Nurse Communication Techniques for Better Patient Outcomes
Throughout the nursing field, effective, efficient communication is a core guiding principle. Streamlining and clarifying communication has many advantages. Not only can it enhance job satisfaction, but it is also proven to save lives. Believe it or not, hospitals attribute 80% of sentinel events to a lack of communication.1
Beyond saving lives, better communication can help protect you and your facility from lawsuits. Startlingly, communication breakdown was identified in 31% of malpractice cases. So clearly, there’s a real need for improvement in communication processes amongst nurses. A standardized and widely accepted handoff tool such as SBAR can reduce the risk of leaving off important details at the end of a long shift. But what else can each of us do?
Nonverbal Communication
Communicating involves much more than just the successful delivery of technical facts. There are so many layers of nuance, and often we’re communicating in other, less precise ways, whether we realize it or not. Body language is an important one to keep in mind. It is so important to be self-aware of our demeanor and consciously continue to improve. In order to encourage sharing and learning, and to provide a safe space for asking questions, we need to create a feeling of safety, respect, and positive energy. Just think of all the ways you can communicate this: a simple smile, a head nod, eye contact, and tone of voice all send signals to patients and co-workers alike.
Verbal Communication
There’s always room for polishing our verbal and written communication skills as well. Learning standards for communicating between the nursing staff cannot be prioritized highly enough. This is especially evident in the nursing ritual known as the Handoff. Communication handoffs are critically important in creating a shared mental model around the patient’s condition. Root cause analysis has shown the need for a standardized approach to handoff communication.2 The Joint Commission advocates for a handoff standard such as SBAR.
S – Situation (a concise statement of the problem)
B – Background (pertinent and brief information related to the situation)
A – Assessment (analysis and considerations of options — what you found/think)

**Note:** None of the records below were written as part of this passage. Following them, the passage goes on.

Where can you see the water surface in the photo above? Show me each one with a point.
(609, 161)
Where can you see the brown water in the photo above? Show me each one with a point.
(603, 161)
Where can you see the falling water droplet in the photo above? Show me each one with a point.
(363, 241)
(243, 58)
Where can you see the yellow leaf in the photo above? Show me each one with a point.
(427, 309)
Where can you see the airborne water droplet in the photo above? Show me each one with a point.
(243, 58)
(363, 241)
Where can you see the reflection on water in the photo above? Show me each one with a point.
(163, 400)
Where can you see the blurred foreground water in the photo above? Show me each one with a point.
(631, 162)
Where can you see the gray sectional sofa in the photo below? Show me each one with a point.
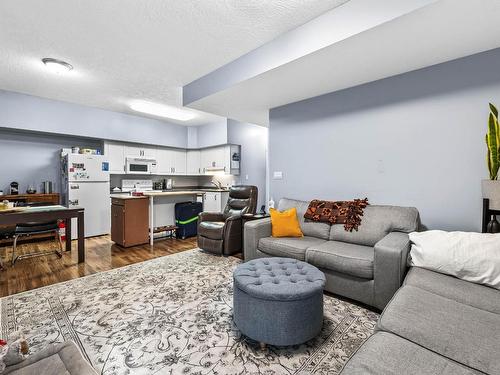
(435, 324)
(367, 265)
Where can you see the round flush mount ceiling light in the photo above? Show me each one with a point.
(56, 65)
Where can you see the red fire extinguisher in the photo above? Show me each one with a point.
(62, 230)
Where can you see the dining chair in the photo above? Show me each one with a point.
(33, 228)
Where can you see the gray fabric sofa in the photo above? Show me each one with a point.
(435, 324)
(367, 265)
(64, 359)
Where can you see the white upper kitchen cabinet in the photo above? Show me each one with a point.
(114, 152)
(193, 162)
(170, 161)
(140, 151)
(179, 162)
(216, 159)
(164, 161)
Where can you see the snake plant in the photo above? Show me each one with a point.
(493, 143)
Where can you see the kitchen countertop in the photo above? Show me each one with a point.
(172, 192)
(127, 196)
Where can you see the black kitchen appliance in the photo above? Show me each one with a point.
(14, 188)
(186, 218)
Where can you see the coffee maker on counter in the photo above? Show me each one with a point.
(14, 188)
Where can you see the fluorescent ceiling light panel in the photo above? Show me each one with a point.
(162, 110)
(57, 66)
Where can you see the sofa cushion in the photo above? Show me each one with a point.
(308, 227)
(387, 354)
(350, 259)
(376, 223)
(290, 247)
(471, 294)
(457, 331)
(211, 229)
(470, 256)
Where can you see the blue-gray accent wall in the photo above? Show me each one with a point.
(253, 141)
(416, 139)
(29, 158)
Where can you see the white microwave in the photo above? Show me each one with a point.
(140, 165)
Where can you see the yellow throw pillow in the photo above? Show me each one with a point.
(285, 224)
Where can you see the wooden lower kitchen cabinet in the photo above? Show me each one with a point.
(130, 221)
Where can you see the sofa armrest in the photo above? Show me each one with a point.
(389, 266)
(210, 216)
(255, 230)
(232, 235)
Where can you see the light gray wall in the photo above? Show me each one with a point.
(253, 141)
(416, 140)
(33, 158)
(25, 112)
(211, 134)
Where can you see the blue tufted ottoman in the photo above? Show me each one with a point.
(278, 301)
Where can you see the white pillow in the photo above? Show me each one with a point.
(469, 256)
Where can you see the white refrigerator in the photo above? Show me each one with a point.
(86, 184)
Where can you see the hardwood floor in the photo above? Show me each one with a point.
(101, 255)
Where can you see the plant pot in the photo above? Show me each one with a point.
(491, 191)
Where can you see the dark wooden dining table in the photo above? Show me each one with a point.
(51, 213)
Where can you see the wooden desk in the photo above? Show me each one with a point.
(51, 213)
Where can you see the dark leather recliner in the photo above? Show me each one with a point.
(220, 232)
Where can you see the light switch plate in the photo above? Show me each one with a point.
(277, 175)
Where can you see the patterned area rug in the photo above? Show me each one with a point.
(172, 315)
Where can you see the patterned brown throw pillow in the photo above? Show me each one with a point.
(339, 212)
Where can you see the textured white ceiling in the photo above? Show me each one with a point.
(135, 49)
(414, 40)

R – Recommendation (action requested/recommended — what you want)
SBAR is very helpful when giving a verbal or written report to an oncoming nurse or physician. This approach is really effective for helping to keep handoff conversations focused, ensuring that all the essential information is conveyed without leaving out some important detail.
1 Joint commission on accreditation of healthcare organizations. Sentinel event data/root causes by event type (2004-3Q2011). HTTP://www.jointcommission.org/assets/1/18/root_Causes_event_type_2004-3Q2011.PDF
2 Haig KM, Sutton S, Whittington J. SBAR: A shared mental model for improving communication between clinicians. Jr Comm J Qual Patient Saf 2006;32:167-75.